Once detectives brought Davis in, in 2005, a “known sample” was taken and sent to the KBI, Chartrand said. Testing again tied Davis’ DNA to King’s murder, she said.
There have been numerous KCK police chiefs since the DNA discovery.
The Star could not immediately reach King’s daughter, April Parks, for comment. During a vigil in 2021, at the scene of the murder more than two decades later, she told FOX 4 she was left with many questions, like how someone could kill her young mother.
“Who did it? Why?” she asked in an interview with the station, later adding: “Her autopsy — there are so many injuries and so many abrasions and bruises.”
KCKPD in touch with ‘multiple’ agencies
Oakman said Wednesday that detectives continue to investigate Davis in cold cases in the Kansas City region and other parts of the U.S. Davis was an over-the-road truck driver in the 1990s, a fact that was corroborated by his ex-wife, police said.
Detectives have been in contact with “multiple agencies” in Kansas and have initiated contact with “several others outside the state,” Chartrand told The Star.

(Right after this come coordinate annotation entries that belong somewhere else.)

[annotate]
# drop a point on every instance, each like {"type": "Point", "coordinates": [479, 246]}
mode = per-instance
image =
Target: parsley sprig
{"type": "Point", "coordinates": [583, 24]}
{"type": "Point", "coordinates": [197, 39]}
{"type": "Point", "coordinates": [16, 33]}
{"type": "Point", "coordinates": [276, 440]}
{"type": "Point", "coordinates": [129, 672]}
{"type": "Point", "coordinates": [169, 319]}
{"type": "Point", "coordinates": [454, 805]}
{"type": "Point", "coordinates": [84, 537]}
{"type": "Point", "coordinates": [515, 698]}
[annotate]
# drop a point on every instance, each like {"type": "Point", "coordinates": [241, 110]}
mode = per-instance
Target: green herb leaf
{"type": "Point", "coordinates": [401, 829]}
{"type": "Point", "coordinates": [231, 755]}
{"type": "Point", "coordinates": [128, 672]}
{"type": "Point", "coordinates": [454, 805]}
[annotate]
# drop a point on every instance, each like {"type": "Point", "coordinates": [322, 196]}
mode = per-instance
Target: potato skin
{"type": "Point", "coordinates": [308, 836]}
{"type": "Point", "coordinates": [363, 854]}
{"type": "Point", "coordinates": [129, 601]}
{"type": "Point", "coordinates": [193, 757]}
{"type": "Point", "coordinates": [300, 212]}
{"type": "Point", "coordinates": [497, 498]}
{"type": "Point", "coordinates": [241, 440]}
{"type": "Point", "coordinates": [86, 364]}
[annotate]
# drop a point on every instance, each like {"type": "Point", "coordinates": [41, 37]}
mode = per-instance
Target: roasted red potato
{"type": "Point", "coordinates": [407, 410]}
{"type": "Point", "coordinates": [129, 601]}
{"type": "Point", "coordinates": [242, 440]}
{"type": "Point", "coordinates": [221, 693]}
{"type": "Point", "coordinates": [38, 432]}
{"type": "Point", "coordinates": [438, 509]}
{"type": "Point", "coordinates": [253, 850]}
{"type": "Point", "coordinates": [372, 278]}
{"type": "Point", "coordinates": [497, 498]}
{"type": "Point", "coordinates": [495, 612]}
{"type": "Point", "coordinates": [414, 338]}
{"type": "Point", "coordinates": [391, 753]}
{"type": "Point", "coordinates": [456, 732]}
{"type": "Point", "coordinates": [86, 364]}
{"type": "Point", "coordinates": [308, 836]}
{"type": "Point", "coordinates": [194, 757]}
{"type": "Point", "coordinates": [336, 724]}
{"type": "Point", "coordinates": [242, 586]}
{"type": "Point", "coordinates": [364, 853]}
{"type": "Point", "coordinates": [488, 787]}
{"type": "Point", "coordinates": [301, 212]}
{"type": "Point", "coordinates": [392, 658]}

In reviewing KCK’s more than 280 unsolved homicides, Oakman said cases with physical evidence and possible, identified suspects take precedent.
“Our mandate is to review every open case that we have,” he said.
In charging documents, prosecutors listed 13 police witnesses in the case against Davis, including seven officers or detectives who have since retired. One of them is a detective who was informed in 2003 of the DNA hit. Nine other witnesses are named.
Before he was arrested, Davis lived near Interstate 635 in KCK’s Turner neighborhood, records show. Until recently, he wrote in court documents, he worked in logistics in Lee’s Summit.
Across the state line in Missouri, Kansas City police said Davis is not a suspect in any homicides there.
The Star obtained the police records through a court action last year. The newspaper sought to make records public in an unrelated wrongful conviction lawsuit, and a federal judge ruled that lawyers involved in that case could disclose KCK records about city personnel and criminal investigations.
Attorney Cheryl Pilate supplied The Star with a few redacted files of KCKPD’s investigation into King’s homicide. The initial police investigation, she said, itself “should be investigated.”
Davis remains in the Wyandotte County jail on a $500,000 bond. The Star could not reach his listed attorney for comment.
A hearing in his case is set for Oct. 3.